Many of the advanced features of this package, such as defun*, loop, and setf, are implemented as Lisp macros. In byte-compiled code, these complex notations will be expanded into equivalent Lisp code which is simple and efficient. For example, the forms

(incf i n)
(push x (car p))

are expanded at compile-time to the Lisp forms

(setq i (+ i n))
(setcar p (cons x (car p)))

which are the most efficient ways of doing these respective operations in Lisp. Thus, there is no performance penalty for using the more readable incf and push forms in your compiled code.

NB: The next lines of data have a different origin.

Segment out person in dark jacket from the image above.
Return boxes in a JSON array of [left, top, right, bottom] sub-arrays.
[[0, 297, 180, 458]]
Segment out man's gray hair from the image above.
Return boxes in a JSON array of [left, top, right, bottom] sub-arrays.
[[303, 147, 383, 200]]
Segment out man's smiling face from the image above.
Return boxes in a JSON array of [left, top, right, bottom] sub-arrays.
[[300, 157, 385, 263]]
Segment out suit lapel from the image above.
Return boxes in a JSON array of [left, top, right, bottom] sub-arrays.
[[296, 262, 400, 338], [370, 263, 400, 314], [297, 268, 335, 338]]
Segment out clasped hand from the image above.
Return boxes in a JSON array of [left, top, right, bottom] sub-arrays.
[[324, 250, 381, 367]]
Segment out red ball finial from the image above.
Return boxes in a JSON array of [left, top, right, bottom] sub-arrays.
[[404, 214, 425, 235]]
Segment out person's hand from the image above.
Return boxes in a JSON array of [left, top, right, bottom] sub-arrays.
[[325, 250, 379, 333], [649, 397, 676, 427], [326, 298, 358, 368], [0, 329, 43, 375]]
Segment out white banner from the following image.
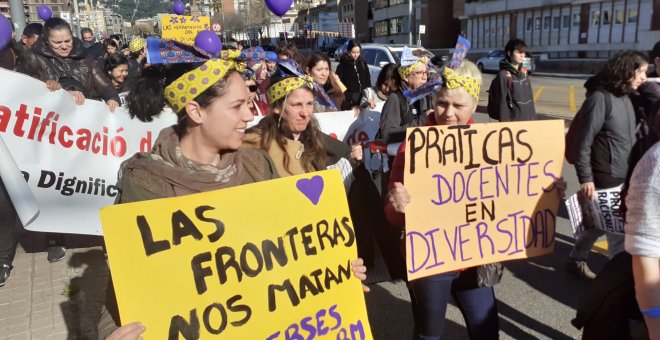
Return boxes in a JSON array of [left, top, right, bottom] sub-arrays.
[[0, 69, 385, 235], [0, 69, 177, 235], [565, 185, 625, 236]]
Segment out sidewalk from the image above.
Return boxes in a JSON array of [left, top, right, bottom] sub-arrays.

Interpreted code, on the other hand, must expand these macros every time they are executed. For this reason it is strongly recommended that code making heavy use of macros be compiled. (The features labelled “Special Form” instead of “Function” in this manual are macros.) A loop using incf a hundred times will execute considerably faster if compiled, and will also garbage-collect less because the macro expansion will not have to be generated, used, and thrown away a hundred times.

You can find out how a macro expands by using the cl-prettyexpand function.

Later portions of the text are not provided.